# 15 Minuten Countdown in Powerpoint



## gavanaa (17. Mai 2004)

*Powerpoint - Countdown*

Weiß jemand zufällig wie ich einen kleinen "Countdown-Zähler" in meine Power Point Präsnetation einbauen kann?

Ich muss nämlich eine präsentation genau innerhalb 5min durchlaufen lassen, und damit ich weiß wie lange ich noch zeit habe, wäre es sinnvoll einen kleinen countdown unten links (der die 5 min runterzählt) einzubauen.

danke


----------



## gavanaa (18. Mai 2004)

kann mir denn wirklich keiner helfen?

es ist wichtig! danke!


----------



## thekorn (18. Mai 2004)

*VBA*

hab da mal etwas gebastelt.
Wichtig ist: du musst nach jedem öffnen der präsentation einmalig die Klasse "EventClassModule" initialisieren (also kurz "InitializeApp" ausführen).

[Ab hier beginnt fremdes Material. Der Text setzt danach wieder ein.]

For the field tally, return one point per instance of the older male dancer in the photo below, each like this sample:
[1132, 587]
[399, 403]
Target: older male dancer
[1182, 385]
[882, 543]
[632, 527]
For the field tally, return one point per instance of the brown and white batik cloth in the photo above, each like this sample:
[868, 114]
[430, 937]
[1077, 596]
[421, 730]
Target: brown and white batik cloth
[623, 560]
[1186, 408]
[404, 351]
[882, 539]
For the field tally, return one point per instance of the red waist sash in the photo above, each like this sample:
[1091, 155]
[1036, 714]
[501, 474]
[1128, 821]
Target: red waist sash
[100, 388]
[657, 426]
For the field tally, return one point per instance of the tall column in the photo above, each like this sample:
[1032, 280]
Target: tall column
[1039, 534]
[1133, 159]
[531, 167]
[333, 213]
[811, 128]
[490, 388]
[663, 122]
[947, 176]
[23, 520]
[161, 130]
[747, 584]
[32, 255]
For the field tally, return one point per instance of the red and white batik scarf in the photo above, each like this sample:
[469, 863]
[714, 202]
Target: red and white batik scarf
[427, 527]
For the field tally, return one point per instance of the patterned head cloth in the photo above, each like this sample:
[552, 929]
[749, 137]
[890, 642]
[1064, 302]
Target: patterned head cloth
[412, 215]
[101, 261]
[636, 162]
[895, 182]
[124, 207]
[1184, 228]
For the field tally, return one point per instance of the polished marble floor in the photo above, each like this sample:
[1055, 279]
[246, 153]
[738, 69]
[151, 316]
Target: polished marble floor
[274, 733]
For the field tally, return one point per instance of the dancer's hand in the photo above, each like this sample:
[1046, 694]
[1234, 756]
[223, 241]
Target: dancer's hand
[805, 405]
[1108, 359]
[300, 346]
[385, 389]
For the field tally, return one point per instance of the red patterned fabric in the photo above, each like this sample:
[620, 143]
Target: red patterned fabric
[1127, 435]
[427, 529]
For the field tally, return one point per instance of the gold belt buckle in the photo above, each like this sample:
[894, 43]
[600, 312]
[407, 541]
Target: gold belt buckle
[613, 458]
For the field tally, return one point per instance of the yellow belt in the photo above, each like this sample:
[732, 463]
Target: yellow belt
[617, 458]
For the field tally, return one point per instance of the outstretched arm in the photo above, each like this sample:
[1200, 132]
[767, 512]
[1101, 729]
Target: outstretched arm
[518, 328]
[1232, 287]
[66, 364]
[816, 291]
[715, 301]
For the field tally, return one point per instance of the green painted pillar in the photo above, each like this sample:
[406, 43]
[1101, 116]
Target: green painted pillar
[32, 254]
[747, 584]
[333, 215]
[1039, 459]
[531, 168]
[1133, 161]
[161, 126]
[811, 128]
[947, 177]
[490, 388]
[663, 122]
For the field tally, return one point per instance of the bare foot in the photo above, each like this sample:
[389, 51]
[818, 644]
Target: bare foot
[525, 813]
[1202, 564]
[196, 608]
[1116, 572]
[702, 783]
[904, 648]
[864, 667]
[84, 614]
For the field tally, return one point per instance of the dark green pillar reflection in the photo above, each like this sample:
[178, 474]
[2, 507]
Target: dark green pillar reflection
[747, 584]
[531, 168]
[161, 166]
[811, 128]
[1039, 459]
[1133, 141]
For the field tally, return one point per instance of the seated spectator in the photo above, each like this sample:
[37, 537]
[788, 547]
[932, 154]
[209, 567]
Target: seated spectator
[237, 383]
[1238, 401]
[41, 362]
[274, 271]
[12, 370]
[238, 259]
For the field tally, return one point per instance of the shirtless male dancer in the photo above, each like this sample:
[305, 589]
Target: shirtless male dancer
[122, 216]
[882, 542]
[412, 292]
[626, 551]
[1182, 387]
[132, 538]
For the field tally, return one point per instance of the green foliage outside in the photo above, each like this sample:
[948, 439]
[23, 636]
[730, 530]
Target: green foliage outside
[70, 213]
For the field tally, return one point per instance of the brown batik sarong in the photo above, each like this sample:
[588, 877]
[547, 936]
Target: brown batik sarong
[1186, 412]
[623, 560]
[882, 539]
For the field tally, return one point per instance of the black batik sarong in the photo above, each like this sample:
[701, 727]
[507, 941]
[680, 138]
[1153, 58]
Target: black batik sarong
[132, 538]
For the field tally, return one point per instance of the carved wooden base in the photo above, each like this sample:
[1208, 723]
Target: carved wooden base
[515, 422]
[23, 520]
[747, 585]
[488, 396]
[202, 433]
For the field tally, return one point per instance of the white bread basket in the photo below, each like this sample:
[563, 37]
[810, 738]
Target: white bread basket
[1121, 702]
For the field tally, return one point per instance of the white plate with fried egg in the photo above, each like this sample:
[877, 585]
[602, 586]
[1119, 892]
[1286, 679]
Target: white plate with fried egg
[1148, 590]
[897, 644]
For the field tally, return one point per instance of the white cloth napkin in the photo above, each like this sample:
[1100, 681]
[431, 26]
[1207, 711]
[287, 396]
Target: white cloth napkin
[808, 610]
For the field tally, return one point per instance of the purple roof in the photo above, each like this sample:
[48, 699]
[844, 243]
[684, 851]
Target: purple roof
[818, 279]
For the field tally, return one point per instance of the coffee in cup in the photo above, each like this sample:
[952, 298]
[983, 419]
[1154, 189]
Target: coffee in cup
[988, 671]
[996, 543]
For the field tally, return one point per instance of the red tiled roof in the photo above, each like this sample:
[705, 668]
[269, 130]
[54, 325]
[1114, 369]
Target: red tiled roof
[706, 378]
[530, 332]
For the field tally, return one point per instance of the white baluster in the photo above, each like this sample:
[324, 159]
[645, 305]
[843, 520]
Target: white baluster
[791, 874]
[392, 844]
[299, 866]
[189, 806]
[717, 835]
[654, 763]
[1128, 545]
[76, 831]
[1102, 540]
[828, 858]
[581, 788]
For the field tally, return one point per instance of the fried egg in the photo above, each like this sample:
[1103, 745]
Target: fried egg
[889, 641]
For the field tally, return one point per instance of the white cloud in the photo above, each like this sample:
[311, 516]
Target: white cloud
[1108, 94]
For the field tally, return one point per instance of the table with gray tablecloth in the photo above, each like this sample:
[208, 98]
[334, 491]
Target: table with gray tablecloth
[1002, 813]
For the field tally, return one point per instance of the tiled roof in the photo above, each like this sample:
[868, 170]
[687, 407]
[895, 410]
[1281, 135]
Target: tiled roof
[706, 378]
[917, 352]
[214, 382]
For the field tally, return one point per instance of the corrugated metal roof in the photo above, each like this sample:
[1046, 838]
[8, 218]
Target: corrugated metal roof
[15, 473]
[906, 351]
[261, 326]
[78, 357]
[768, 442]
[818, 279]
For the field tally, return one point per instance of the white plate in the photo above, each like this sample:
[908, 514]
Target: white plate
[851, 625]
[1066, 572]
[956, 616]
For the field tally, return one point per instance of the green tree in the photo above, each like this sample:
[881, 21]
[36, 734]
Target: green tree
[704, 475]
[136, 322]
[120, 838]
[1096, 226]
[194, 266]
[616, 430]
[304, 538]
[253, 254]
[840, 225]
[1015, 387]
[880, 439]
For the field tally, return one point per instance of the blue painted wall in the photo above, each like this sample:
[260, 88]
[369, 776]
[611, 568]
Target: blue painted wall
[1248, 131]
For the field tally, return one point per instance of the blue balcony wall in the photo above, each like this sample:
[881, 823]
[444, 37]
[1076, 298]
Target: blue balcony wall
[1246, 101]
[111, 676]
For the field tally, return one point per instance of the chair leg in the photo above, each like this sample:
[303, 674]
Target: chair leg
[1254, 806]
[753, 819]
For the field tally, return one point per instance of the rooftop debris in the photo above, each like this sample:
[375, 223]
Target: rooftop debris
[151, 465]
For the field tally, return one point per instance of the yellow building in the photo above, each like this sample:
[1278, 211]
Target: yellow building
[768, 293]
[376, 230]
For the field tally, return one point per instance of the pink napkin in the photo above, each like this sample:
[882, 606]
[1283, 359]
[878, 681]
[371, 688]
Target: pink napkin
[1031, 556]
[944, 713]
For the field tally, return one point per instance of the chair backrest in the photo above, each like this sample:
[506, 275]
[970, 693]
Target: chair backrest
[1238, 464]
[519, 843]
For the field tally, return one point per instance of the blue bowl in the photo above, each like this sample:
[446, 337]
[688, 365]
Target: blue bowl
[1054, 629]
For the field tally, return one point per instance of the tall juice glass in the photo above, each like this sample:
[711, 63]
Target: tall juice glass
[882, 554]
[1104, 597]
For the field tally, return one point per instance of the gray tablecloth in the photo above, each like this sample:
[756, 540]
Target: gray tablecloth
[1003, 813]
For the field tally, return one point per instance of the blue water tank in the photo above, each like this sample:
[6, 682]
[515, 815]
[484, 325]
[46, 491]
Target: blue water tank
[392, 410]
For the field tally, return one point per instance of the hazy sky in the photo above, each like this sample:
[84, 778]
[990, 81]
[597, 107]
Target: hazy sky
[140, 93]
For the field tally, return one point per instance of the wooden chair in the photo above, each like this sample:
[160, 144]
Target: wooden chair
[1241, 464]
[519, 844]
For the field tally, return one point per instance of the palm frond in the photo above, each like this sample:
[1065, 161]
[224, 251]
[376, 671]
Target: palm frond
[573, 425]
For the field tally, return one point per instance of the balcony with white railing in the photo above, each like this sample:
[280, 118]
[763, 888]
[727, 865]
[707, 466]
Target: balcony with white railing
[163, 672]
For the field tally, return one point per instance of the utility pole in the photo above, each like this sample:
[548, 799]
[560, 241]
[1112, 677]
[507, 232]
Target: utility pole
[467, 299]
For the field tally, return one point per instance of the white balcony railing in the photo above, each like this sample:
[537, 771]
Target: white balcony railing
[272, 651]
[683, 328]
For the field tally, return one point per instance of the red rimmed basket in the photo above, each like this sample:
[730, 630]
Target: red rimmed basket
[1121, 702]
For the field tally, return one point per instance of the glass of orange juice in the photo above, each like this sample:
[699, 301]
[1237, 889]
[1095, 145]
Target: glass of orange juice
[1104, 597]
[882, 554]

Das textfeld, indem sich der counter befindet ist im Master. willst du also was am design (position/göße) ändern musst du es dort machen.

vielleicht hilft es dir

gruß
thekorn


----------



## gavanaa (18. Mai 2004)

*DANKE*

DANKE!

*VIELEN VIELEN VIELEN DANK* 

Dir schuld ich was


----------



## joshijoshijoshi (18. Juni 2004)

Hallo,

ich bin jetzt schon seit circa einen monat auf der suche nach einem Countdown, der während meiner präsentation oben rechts in der ecke ist und von 15 minuten runter zählt, egal wie lange oder wie kurz ich mich auf einer folie aufhalte!
ich kenn mich leider nicht mit VBA aus, weil mir mal gesagt wurde dass ich das damit programmieren müsste!
ich hoffe wirklich mir kann jemand helfen


----------



## thekorn (18. Juni 2004)

schau mal hier:
(Verweis gelöscht, ist ja jetzt ungültig)

gruß
thekorn


----------



## joshijoshijoshi (18. Juni 2004)

ja das hab ich schon gelesen, jedoch kam ich nicht so richtig damit klar, weil wenn ich diese präsentation ausführe, die dort ist, dann seh ich da keine uhr!


----------



## wackelpudding (19. Juni 2004)

> _Original geschrieben von joshijoshijoshi_
> *ja das hab ich schon gelesen [...]*


Dann hättest du theoretisch auch dort hinein posten können... kleiner Tipp für nächstes Mal. 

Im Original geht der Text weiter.